Jealous People

This weekend I am texting back and forth with Nuke. The all of a sudden he switches gear and starts talking about a “mail” bikini. It was not mail, it was actually scale armor, but I digress.

Eventually the pictures of such bikini surfaced and one of the comments on the picture made me go, wtf.

Facebook comments often times make me go WTF, but this one took the cake this week for me.

… without giving out the who, well, I kind of did in some ways already … the comment went something like, “You still got it, when are you going to get middle age and fat already?”

I have no clue who the person that made the comment is. For all I know they are good friends and joke like this all the time, but it really made me wonder why some woman say stuff like that to each other. Was it a joke or a truly jealous comment?

I am not that interested in getting to the bottom of that one, but it did make me thing about jealousy. Mostly about jealous people.

It has to suck to want what others have but you can’t have. I thank my Mom for bringing me up to never really want something simply because someone else had it. My self-worth is not attached to my personal possessions or how I look. That is not to say that I don’t want to have nice things, or be in shape… but I don’t see Brad Pitt and say, I hate that guy for having that body.

Jealousy sometimes is simply masked insecurity. It is not something easy to conquer in every situation, but it can really derail things in an emotional level. I guess the only way to combat it is to be self-assured or satisfied with what you have.

3 Responses to Jealous People

  1. Agreed. Jealousy in my opinion is the most evil and destructive personal flaw. Period. It destroys friendships, relationships, and the quality of life in general. It leads people to say and do things that they normally wouldn’t do or say. It’s like, an anti-goal driven by spite. Rarely do I ever experience jealousy. I am secure in who I am and what I have. But I have been a victim of it and I see others victimize not only others, but themselves. I have no problem if you’re an asshole. I can manage that. But a jealous asshole is too much to bear.

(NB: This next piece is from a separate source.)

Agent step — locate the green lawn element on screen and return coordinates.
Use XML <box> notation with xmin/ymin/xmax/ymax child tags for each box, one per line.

  2. Picky, picky. I used the term chain mail because most people there were using the term and it is generally more widly recognized than scale mail or scale armor.

    I didn’t take the comment on the pictures to be jealous or hateful, but more that the commenter was remembering a time when they were in better shape themselves.

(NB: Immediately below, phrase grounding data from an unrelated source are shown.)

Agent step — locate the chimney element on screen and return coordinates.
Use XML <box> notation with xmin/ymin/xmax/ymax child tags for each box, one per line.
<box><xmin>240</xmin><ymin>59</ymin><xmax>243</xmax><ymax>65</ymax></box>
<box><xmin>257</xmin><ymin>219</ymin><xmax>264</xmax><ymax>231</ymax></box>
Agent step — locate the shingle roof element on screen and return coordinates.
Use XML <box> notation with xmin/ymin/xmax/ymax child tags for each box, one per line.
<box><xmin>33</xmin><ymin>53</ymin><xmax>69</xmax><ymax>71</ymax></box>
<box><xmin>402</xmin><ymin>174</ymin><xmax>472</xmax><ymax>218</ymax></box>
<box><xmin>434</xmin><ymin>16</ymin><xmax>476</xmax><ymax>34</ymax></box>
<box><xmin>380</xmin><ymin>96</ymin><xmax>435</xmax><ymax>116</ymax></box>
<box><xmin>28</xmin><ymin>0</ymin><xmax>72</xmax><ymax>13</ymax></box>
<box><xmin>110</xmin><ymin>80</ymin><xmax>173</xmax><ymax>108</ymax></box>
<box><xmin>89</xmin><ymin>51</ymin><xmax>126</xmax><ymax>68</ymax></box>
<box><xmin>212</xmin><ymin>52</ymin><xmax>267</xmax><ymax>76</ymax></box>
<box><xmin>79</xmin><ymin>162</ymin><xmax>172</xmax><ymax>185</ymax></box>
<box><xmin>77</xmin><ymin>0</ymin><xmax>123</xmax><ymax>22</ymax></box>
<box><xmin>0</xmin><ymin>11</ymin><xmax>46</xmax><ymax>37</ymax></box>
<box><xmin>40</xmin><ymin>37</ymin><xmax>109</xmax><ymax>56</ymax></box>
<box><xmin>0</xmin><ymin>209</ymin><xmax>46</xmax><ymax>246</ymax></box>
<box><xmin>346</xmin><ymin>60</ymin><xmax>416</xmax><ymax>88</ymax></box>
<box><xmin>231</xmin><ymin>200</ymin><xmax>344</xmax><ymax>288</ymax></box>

    Anyway, back to topic. Everybody should have goals and desires, in fact I would be suspicious of anyone claiming not to. Sometimes wishes or desires get mixed in with things like depression, low selk esteem, or the fact that you just don’t like somebody else and it goes from a positive to a negative. Once that happens rationality goes out the door and people are capable of saying or doing some horrible things.

    I don’t like to think I am a jealous person and I have never been involved with somebody who was, so I can’t say jealousy has played a big part in my life. I can however recognize it for the caustic condition it is.

  3. Well Hell Michelle

    I never used to think I was a jealous person. But, sometimes when I don’t like someone, I realize it may be because they have something I wish I had — maybe a material thing, physical attribute, or personality trait. Anyway, once I am honest with myself and recognize the jealousy, I usually see the person in a whole new way. After all, my jealousy of them is my fault, not theirs.